Su trabajo sería aprovechado por feriantes, circenses y médiums, para ser mejorado técnicamente con el cinematógrafo gracias a la maestría del George Meliés, que sería capaz de llevarnos hasta la cara oculta de la luna. Con él aprendió el oficio el aragonés Segundo Chomón, responsable con sus trucajes de la introducción del género fantástico en el cine español. Y su estela continúa bien presente entre nosotros a la vista de la actualidad que las fantasmagorías están encontrando en los últimos meses. Porque desde que el régimen surgido del último entierro en el Valle de los Caídos comenzó su caída libre empujado por la debacle social que padecemos, parece que los grandes pensadores orgánicos, políticos o mediáticos, han encontrado en estos juegos de lentes un último intento para impactar nuestros ojos.
Fantasmagorías edulcoradas como esas que pretenden confirmar el final de la impunidad con la sobrecogedora visión de Isabel Pantoja o Carlos Fabra entrando en el talego, mientras el fraude fiscal sigue desbocado o el PP no demuele las reformas de su sede financiadas con la caja B. O la sensibilidad justiciera de un Cristóbal Montoro dispuesto a defender la conveniencia de tirar de las orejas a los ricos que se empadronen en Andorra con la misma vehemencia con que utilizó tildó de demagogia fiscal los impuestos a las grandes fortunas. O los cambios constitucionales anunciados por Pedro Sánchez para que todo cambie sin que nada cuestione el reformado artículo 135.
Aunque sin duda los experimentos visuales en los que más esperanza tienen son aquellos que persiguen las fantasmagorías aterradoras. Esas proyecciones donde se nos anuncia la pretendida dictadura bolivariana escondida detrás de las jacobinas gafas de Juan Carlos Monedero o las supuestas veleidades etarras amenazantes bajo la coleta de Pablo Iglesias. El problema para ellos, los biempensantes constitucionalistas, es que ni Juan Luis Cebrián ni Sergio Martín tienen la capacidad inventiva de Robertson, Meliès ni Chamón. Y lo que todavía es peor, cuando la propia realidad nos presenta fantasmagorías mucho más pavorosas como el último informe de la OCDE en el que se destaca que el gobierno que lidera Mariano Rajoy gasta más en beneficiar a los más ricos que en ayudar a los más pobres, o que en la España de la anunciada recuperación el gasto social es inferior al griego.
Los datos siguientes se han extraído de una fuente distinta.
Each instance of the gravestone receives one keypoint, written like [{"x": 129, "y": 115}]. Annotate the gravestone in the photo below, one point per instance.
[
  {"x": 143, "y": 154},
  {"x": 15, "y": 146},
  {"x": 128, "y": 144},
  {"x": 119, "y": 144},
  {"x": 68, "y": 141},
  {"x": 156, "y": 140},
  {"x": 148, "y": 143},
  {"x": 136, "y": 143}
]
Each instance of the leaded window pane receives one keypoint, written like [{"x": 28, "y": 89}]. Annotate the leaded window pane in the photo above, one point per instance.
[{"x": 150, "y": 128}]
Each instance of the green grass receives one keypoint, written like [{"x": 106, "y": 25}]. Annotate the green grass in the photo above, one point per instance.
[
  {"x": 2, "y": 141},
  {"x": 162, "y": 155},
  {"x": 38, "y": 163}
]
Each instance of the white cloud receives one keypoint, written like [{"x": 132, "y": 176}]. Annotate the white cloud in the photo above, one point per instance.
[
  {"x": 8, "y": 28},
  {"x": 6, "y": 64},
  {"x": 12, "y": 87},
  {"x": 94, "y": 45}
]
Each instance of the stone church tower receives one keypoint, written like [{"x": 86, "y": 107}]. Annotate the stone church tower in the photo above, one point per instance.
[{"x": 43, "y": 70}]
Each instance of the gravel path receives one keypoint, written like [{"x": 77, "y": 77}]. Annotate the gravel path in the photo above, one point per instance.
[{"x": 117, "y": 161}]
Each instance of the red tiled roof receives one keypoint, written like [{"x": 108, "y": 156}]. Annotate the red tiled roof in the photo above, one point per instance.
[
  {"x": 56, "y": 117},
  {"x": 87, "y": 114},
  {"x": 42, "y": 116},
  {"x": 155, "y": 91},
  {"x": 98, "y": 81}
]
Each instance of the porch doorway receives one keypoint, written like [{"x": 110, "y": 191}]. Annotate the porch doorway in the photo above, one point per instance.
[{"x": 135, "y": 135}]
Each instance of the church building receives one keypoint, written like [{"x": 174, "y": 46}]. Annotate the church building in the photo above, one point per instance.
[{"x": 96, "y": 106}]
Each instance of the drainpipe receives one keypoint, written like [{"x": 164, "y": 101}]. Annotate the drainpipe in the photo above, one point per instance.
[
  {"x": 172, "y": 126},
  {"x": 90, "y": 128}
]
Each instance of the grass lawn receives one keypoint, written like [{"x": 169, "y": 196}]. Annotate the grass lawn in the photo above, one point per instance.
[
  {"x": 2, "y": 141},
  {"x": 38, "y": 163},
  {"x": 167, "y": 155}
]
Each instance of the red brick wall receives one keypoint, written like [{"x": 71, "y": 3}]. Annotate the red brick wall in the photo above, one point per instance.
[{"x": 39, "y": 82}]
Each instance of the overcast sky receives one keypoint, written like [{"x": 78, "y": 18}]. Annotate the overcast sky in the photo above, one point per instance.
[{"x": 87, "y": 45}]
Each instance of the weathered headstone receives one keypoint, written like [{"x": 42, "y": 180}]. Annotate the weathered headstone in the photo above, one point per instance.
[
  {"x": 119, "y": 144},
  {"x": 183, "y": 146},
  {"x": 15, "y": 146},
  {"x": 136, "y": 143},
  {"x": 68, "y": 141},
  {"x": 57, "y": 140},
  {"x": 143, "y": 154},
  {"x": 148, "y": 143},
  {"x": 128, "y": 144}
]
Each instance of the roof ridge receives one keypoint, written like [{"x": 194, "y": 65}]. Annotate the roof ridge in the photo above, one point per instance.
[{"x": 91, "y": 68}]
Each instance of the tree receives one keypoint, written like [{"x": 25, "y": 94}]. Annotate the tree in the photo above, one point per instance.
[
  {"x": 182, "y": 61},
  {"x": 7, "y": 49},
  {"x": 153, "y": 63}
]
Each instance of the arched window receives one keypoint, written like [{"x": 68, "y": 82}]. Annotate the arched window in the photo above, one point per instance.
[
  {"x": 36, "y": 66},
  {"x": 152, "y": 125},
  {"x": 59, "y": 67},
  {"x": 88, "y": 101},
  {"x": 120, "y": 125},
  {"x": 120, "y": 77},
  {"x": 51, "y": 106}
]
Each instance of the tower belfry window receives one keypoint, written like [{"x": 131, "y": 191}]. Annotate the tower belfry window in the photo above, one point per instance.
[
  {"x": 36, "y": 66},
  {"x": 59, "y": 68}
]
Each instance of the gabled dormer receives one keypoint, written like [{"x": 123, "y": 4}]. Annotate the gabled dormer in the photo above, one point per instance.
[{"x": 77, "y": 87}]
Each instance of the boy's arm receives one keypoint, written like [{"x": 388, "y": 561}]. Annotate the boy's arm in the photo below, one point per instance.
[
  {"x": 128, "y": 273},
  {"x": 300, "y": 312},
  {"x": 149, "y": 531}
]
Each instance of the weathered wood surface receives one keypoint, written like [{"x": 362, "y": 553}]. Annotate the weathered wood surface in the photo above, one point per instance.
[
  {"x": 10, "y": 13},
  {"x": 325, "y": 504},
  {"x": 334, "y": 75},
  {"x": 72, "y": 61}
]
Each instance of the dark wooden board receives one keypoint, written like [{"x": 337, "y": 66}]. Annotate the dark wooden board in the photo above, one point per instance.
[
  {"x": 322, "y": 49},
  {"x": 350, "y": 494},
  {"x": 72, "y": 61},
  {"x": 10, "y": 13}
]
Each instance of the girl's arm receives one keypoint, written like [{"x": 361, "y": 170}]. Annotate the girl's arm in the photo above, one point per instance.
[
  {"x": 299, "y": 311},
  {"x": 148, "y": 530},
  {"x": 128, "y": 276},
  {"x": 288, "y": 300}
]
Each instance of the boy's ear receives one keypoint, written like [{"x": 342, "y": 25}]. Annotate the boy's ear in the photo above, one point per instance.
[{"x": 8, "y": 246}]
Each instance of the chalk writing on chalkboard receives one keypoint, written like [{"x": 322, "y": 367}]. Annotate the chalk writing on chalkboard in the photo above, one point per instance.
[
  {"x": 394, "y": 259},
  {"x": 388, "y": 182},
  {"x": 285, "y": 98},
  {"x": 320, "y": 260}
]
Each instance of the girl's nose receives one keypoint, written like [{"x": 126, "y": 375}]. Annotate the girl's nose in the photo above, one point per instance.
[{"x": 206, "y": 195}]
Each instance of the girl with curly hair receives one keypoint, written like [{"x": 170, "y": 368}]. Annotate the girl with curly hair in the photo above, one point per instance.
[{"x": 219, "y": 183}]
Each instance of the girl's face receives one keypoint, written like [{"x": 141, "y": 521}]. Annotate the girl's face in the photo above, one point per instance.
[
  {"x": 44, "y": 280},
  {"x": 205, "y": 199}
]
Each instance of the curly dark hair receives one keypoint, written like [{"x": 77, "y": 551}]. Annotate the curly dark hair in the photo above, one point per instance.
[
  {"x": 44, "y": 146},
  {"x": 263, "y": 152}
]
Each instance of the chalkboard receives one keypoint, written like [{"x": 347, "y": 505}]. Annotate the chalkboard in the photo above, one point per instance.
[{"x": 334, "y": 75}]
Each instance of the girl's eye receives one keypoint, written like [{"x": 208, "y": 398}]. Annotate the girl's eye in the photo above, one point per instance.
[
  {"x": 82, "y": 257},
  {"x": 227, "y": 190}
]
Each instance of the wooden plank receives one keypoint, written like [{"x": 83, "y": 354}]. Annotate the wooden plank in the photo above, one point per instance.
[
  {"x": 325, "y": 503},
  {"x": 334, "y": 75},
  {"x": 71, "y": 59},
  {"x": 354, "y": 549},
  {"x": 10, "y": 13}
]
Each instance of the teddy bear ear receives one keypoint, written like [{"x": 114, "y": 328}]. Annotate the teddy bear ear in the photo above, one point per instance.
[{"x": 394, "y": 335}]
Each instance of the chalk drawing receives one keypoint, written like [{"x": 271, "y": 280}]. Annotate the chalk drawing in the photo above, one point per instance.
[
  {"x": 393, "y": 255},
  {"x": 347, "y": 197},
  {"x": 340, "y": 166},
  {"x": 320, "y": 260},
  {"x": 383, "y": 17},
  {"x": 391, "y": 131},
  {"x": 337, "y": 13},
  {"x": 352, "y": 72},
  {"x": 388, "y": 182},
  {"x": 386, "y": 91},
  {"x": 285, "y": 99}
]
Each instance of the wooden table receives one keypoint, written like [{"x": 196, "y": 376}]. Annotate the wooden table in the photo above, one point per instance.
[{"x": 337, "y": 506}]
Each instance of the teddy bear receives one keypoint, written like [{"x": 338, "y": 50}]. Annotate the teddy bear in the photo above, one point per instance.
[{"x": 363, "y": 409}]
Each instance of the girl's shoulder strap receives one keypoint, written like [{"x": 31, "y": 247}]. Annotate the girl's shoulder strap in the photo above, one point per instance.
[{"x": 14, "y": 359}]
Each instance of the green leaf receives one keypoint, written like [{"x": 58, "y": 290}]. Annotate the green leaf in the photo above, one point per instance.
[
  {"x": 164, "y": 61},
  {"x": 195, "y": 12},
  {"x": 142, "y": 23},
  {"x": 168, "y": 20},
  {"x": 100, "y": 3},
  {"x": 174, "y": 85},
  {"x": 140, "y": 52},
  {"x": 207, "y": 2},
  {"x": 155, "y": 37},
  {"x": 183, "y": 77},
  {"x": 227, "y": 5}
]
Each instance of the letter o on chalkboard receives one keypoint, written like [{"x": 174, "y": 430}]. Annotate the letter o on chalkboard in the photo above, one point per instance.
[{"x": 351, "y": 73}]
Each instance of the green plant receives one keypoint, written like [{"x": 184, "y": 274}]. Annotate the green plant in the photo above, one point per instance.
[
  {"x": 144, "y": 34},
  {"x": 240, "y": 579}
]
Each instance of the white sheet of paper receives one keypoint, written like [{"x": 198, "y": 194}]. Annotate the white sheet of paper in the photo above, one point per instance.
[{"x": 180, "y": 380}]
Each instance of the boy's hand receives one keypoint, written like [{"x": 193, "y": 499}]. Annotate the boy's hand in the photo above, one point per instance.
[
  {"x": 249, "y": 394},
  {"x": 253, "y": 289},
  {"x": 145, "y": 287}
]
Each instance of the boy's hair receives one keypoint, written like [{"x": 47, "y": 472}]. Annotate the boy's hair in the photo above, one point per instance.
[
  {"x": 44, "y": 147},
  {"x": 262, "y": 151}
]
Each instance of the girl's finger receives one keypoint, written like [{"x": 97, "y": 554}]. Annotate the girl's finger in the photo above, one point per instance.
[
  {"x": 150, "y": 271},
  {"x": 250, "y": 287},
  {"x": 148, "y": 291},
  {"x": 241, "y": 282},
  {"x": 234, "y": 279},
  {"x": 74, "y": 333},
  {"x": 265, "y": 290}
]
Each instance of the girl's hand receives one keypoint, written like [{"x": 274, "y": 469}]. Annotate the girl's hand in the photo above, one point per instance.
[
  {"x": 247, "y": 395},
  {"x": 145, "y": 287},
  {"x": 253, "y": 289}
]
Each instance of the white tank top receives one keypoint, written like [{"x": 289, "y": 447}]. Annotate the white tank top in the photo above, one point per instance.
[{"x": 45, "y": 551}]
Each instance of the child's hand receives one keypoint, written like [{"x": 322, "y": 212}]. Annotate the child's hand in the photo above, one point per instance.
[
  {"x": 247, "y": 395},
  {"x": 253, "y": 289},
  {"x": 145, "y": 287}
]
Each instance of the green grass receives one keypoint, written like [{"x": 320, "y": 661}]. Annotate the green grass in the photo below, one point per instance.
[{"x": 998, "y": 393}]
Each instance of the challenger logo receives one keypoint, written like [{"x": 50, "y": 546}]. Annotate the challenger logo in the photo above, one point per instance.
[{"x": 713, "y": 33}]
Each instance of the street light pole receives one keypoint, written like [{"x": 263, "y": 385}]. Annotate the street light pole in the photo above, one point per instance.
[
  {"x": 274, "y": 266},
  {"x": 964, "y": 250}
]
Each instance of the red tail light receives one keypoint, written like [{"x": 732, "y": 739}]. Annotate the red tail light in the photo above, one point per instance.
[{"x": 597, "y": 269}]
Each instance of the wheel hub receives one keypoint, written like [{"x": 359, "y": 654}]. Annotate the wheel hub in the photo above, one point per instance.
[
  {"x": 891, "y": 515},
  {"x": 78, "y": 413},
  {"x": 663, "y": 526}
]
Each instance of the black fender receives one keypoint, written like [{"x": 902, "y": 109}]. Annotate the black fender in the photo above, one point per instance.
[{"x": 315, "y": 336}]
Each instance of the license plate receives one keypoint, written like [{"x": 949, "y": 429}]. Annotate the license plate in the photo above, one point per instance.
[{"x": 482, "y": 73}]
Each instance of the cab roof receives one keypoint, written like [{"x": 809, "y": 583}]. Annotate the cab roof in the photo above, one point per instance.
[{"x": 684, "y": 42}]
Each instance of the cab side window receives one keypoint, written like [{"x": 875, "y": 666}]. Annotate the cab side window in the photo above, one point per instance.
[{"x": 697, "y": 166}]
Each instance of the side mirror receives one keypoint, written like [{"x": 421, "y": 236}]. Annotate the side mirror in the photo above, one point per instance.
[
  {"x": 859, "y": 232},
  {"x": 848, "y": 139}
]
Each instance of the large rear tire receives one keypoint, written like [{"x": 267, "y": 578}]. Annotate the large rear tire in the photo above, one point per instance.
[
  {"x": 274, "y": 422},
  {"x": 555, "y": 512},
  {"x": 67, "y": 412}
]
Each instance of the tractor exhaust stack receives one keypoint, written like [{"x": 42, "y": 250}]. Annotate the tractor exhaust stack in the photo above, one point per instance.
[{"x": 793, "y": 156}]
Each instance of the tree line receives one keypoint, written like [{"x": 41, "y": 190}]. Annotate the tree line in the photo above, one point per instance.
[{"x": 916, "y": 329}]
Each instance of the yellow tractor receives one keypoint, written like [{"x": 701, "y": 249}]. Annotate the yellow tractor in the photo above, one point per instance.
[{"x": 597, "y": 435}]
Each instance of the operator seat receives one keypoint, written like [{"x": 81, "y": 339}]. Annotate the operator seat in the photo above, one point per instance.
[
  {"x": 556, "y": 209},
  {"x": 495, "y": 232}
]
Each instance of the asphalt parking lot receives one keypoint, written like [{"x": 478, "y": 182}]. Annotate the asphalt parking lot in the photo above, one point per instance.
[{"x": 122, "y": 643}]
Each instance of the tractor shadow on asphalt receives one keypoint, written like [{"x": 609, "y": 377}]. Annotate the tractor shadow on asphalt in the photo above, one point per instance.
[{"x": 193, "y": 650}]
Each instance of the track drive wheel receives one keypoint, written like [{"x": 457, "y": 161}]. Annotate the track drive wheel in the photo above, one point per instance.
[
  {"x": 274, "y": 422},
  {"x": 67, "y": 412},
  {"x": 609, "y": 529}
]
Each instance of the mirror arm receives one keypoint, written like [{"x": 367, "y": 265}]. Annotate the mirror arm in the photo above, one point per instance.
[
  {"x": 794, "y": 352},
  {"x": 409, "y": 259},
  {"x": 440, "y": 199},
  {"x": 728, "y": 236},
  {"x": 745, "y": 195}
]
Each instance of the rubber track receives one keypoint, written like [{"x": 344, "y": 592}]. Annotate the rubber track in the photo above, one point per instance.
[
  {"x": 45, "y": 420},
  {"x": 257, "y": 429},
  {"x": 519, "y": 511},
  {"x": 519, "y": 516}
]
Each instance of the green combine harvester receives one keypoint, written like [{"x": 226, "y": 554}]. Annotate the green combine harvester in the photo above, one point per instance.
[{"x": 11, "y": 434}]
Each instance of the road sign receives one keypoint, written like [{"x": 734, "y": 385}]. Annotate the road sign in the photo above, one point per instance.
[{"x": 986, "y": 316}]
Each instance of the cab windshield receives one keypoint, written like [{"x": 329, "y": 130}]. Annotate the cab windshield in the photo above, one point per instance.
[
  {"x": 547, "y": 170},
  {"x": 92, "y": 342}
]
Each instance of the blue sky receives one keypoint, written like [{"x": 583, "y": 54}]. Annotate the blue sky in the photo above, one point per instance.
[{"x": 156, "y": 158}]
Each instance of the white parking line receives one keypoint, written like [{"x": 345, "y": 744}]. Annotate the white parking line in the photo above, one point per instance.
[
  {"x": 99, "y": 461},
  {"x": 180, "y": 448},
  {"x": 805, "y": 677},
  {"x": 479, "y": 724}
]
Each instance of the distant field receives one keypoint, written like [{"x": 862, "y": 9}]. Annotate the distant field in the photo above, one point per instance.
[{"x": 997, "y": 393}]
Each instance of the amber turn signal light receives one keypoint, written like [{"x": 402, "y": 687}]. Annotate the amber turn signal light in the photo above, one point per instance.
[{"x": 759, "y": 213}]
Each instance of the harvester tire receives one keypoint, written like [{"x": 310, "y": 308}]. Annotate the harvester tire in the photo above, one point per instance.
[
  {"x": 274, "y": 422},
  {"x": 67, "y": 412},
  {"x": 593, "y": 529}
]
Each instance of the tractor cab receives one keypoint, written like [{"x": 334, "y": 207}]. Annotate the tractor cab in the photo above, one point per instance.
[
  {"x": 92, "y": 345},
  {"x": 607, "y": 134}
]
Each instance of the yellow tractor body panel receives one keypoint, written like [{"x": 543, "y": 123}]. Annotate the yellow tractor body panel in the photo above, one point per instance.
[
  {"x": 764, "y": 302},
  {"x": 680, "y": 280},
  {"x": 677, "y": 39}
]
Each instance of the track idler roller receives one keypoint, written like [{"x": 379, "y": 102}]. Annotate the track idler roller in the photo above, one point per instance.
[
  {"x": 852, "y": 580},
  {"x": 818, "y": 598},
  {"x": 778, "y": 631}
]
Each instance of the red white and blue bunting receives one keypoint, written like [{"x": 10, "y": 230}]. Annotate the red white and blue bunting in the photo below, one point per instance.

Ante esta perspectiva cada día toma más fuerza la opinión de quienes son partidarios de sustituir la linterna mágica por la inquisitiva lente de la lupa. El artilugio que popularizó Sherlock Holmes en su búsqueda de la verdad oculta se transforma así en el arma definitiva para derrotar a las nuevas fuerzas del mal. Paradójicamente, quienes hace solo unos meses se rasgaban las vestiduras ante el grito del no nos representan o todos son iguales, hoy parecen albergar su última esperanza en lograr convencernos que todos son iguales porque la candidata de IU por Madrid Tania Sánchez no se salió de la votación que adjudicó un servicio a una empresa de su hermano cuya legitimidad nadie cuestiona, o en que no podemos ser representados por un Iñigo Errejón que entregó un trabajo de investigación con faltas de ortografía.
Claro que la nimiedad de estas averiguaciones comparado con el eco mediático que se les otorga nos hace sospechar que en realidad el uso que se le quiere dar a la lupa no es el de agrandar las huellas más pequeñas pero relevantes de un incierto crimen. No, en realidad, lo que persiguen con la lupa estos investigadores de pacotilla es concentrar en un solo punto todo el calor contenido en un rayo de sol, como hacían los escolares que jugaban con la capacidad de la lente para quemar un papel o tal vez, los más perversos, algún minúsculo insecto. Y, por desgracia, no nos faltan motivos para la sospecha. Al fin y al cabo, llevan demasiado tiempo tratándonos como a insectos y quemando nuestra más pequeña esperanza.